Famine: Nearly 90 Percent of Venezuelans Have No Money for Food

Reuters
Reuters

After months of increasingly alarming reports out of Venezuela, where the legislature declared a “food emergency” in February, The New York Times has finally shed some light on what appears to be the beginnings of a famine in the oil-rich country, where nearly 90 percent of civilians do not have access to food.

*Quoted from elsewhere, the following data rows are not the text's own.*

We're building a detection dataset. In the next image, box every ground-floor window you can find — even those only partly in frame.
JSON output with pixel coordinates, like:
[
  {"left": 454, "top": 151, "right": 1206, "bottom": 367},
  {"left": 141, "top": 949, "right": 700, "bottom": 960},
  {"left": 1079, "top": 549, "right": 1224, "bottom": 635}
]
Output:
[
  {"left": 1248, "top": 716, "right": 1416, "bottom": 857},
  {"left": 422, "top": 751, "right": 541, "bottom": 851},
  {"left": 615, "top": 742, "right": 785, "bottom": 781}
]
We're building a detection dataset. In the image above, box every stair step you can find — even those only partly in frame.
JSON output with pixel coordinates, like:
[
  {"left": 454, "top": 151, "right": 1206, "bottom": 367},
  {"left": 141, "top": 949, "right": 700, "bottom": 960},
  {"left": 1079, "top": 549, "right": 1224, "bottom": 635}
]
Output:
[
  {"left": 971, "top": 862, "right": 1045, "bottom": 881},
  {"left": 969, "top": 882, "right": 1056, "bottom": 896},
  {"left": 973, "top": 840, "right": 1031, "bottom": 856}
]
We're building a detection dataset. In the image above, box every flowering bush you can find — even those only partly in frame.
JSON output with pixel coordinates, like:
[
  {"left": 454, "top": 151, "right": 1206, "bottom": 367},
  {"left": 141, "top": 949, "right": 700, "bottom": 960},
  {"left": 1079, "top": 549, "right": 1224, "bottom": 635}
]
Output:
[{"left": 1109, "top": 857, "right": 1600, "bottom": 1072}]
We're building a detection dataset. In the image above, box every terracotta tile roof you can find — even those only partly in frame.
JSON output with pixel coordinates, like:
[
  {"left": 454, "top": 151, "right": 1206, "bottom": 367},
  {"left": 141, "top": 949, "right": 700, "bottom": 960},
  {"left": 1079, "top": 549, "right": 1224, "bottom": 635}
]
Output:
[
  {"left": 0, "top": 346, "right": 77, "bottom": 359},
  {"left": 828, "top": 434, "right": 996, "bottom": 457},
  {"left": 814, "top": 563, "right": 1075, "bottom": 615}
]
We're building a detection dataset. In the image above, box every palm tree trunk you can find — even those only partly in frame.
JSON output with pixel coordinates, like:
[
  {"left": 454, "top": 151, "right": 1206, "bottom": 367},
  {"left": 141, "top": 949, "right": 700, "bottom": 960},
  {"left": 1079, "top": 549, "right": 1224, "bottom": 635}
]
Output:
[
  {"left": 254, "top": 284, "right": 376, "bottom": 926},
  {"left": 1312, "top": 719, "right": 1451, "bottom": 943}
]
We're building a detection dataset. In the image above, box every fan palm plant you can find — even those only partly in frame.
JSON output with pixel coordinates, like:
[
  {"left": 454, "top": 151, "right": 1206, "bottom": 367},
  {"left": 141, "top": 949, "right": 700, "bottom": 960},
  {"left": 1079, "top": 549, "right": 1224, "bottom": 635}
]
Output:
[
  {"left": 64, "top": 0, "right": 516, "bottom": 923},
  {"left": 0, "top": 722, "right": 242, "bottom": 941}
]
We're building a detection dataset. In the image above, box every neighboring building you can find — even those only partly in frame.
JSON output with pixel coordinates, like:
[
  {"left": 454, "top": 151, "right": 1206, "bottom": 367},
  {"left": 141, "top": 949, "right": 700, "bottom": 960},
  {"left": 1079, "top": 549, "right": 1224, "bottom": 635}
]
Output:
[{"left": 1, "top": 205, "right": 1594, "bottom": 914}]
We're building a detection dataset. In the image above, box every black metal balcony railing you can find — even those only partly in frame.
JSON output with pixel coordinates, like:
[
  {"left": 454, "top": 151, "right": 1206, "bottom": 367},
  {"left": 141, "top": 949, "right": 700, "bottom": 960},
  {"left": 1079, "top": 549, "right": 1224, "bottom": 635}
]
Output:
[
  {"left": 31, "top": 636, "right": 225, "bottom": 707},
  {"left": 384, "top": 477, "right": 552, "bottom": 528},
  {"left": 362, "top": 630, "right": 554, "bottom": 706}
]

“A staggering 87 percent of Venezuelans say they do not have money to buy enough food, the most recent assessment of living standards by Simón Bolívar University found,” The New York Times reported on Monday. The outlet highlighted the growing violence at empty supermarkets, crop warehouses, and in the middle of highways, where civilians have begun halting and looting trucks transporting the limited food supplies left in the nation. The Times reports that more than 50 violent incidents related to lack of food have occurred in the last two weeks, defined as “food riots, protests and mass looting.”

For months, economic experts have noted that President Nicolás Maduro has engaged in gross mismanagement of the Venezuelan economy, particularly its lucrative oil supply, which he has often used as a source of patronage to allied nations like Cuba in exchange for slave doctors.

Maduro has also imposed severe rations on the amount of food families can buy and forced businesses to do business with foreign corporations in only the domestic bolívar currency, one of the world’s least valuable, due to the nation’s skyrocketing inflation rate. As a result, many businesses cannot import the goods they require to replenish their inventories. Adding to the food-related stress are the acres of “nationalized” land taken from private farmers under both Maduro and his predecessor Hugo Chávez, which now produce little to no crops.

The combined result of these factors, The New York Times notesis an economy where the average family needs sixteen minimum-wage salaries to feed itself.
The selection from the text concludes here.